Black Widow Review

Over a year delayed, Marvel’s Black Widow was finally released into the wild. Disney gave it their dual release window. Meaning you could see on their Disney+ service for $35.00 or go see it in theaters. There is a lot entertaining about this entry into the backstory of Natasha Romanoff, but there is something off about it.

Directing the first Marvel female-led solo film is Cate Shortland. Most people won’t recognize her name. She has done mostly foreign films about Australians trapped in Germany. However, her only American entry is four episodes on the Showtime series, SMILF.  Also, if you’re looking for big name cameos, there are none. So don’t get your hopes up.

There was once a rumor of Stark.

Before the film was in production, there were rumors that Robert Downey Jr. had a cameo in the film. Considering that he said goodbye to the character, rather adamantly, in Avengers: Endgame, it seemed rather slim or possibly recycling old, unused footage. However, there were no takers. Unless you caught the Jeremy Renner comms voice in her flashback in Budapest.

The acting was good, but I am not a fan of Ray Winstone. I considered him a decent character actor before, but his performance in Indiana Jones and the Kingdom of the Crystal Skull killed it for me. Kept expecting him to say “Jonsey” during the movie. William Hurt’s character was just the heat on Natasha. If you need a pop culture reference to detail his role: the military police that would show up at the beginning and the end of The A-Team.

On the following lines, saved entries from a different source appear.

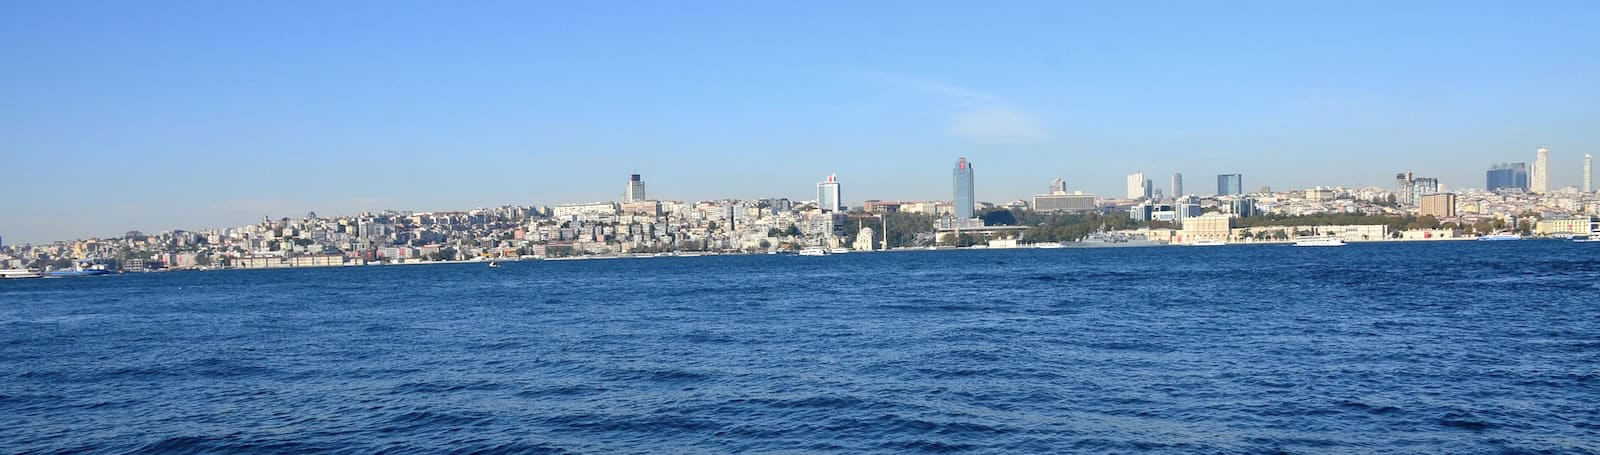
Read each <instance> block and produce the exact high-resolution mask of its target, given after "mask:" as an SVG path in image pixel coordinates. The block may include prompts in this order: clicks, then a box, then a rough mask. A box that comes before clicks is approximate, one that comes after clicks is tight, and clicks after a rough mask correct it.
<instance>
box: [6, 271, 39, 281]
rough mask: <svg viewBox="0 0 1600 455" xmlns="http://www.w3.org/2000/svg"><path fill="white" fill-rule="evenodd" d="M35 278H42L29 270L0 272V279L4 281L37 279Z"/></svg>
mask: <svg viewBox="0 0 1600 455" xmlns="http://www.w3.org/2000/svg"><path fill="white" fill-rule="evenodd" d="M37 277H43V276H40V274H38V272H35V271H29V269H3V271H0V279H6V280H16V279H37Z"/></svg>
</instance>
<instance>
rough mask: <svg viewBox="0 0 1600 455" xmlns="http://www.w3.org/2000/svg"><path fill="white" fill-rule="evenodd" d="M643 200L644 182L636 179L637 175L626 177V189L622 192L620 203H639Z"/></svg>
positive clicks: (629, 175) (638, 179)
mask: <svg viewBox="0 0 1600 455" xmlns="http://www.w3.org/2000/svg"><path fill="white" fill-rule="evenodd" d="M640 200H645V181H642V179H638V175H637V173H635V175H629V176H627V189H624V191H622V202H640Z"/></svg>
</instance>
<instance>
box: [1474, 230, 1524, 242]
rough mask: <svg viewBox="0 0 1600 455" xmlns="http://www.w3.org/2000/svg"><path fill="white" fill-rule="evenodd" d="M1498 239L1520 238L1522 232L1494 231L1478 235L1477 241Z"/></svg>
mask: <svg viewBox="0 0 1600 455" xmlns="http://www.w3.org/2000/svg"><path fill="white" fill-rule="evenodd" d="M1498 240H1522V234H1517V232H1494V234H1488V236H1482V237H1478V242H1498Z"/></svg>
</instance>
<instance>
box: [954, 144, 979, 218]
mask: <svg viewBox="0 0 1600 455" xmlns="http://www.w3.org/2000/svg"><path fill="white" fill-rule="evenodd" d="M950 175H952V176H954V178H955V207H954V208H955V219H971V218H973V210H974V207H976V205H978V200H976V199H973V163H968V162H966V157H962V159H960V160H955V171H952V173H950Z"/></svg>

My chief complaint about the film is the timing. The setting takes place after the event of Captain America: Civil War, which makes sense given that she’s dead in the current timeline. However, this film felt a bit too late for many people to care. Had the film been ACTUALLY released during that moment in time, it would have a bigger impact.

At that point, she had been in one Iron Man, two Avengers, and two Captain America movies. A solo film right then would’ve been perfect. Not to mention, it would’ve given her death in Endgame a bigger emotional hit. Not to mention, while the set pieces were fun, the stakes seemed rather low. We all know when Natasha dies, so her risk wasn’t high.

About the cast of Black Widow.

The opening of the film was very impactful, and a bit brutal. These kids believing that they had a home, only to have it torn away from them. Rachel Weisz and David Harbour looked like they enjoyed their roles very much, and it came across that way. Harbour, himself, seem to love being the Russian super soldier. Florence Pugh definitely carried over some hard feelings about her “life”. Being a killing machine with deep family issues gave more emotional impact than Natasha.

Overall, I think the film suffers from being a prequel after the end of her contract. The film suffers from “will comic fans go to a female superhero movie” thought. Let’s not forget, there were two Wonder Woman films before this.  Had the film come out in 2016 or 2017, her character would’ve had more baggage that led her to her ultimate sacrifice.